The Democratic Party would do well to strip the religious references and theological discussions from Pope Francis’s recent papal encyclical on the environment and place what’s left into its 2016 platform. Unfortunately, many Democrats may find Francis’ program too radical to implement, as it would take money out of the pockets of most Americans other than the poor. In the encyclical, Francis proves to be a stand-up guy, on the side of angels, progressives, scientists and the human race.
At the request of a good friend, I read the entire encyclical, which is titled On the Care of Our Common Home. Now if it were me, I would take it for granted that the Earth is our common home and that it is our job as humans collectively to care for it. But the Pope being the Pope, Francis used religious precedent to demonstrate that it is his responsibility to comment on the matters at hand and to demonstrate that we do share a common home.
The Pope makes a very clear message: The rich nations must pay to clean up the world they polluted and, with the transition to a world based on non-fossil fuels must come a more equitable distribution of the “common good,” which at one point Francis says includes the climate. Francis explicitly connects the depletion of our natural resources with consumer society, suggesting that we of the industrialized world will have to reorient our concerns away from crass material possessions. Francis ties being a good Catholic directly to abating and addressing global warming and developing a non-fossil fuel society. The way to god, under Francis, is not only through the Church, but also through our actions.
Another causal connection Francis makes is between the privatization of land and resources and the decline in the overall quality of human life. It’s an example of the global inequality that the Pope sees everywhere. He blames the current economic paradigm for degrading the environment to make the rich richer and the wealthy nations wealthier.
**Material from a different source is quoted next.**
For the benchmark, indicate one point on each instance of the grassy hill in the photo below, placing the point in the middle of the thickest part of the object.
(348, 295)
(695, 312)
He terms the collective pollution of the wealthy—mostly northern—nations, their “ecological debt,” which they owe the poorer nations of the south.
The Pope makes some very specific recommendations, all of a general nature:
- Replace fossil fuels with renewable fuel sources.
- Develop a lifestyle that is not based on the consumption of ever more goods and services, which essentially entails redefining what constitutes the good life.
- Do not create a “carbon credit” market, which will be used as an excuse to keep polluting.
- Allow poor nations to develop their economies and thereby place the burden of cleaning up the environment on the wealthy nations.
- Set as the goal of politics and government not the facilitation of an economy dominated by a search for technology-driven efficiency, but one that serves all human life and protects our common home.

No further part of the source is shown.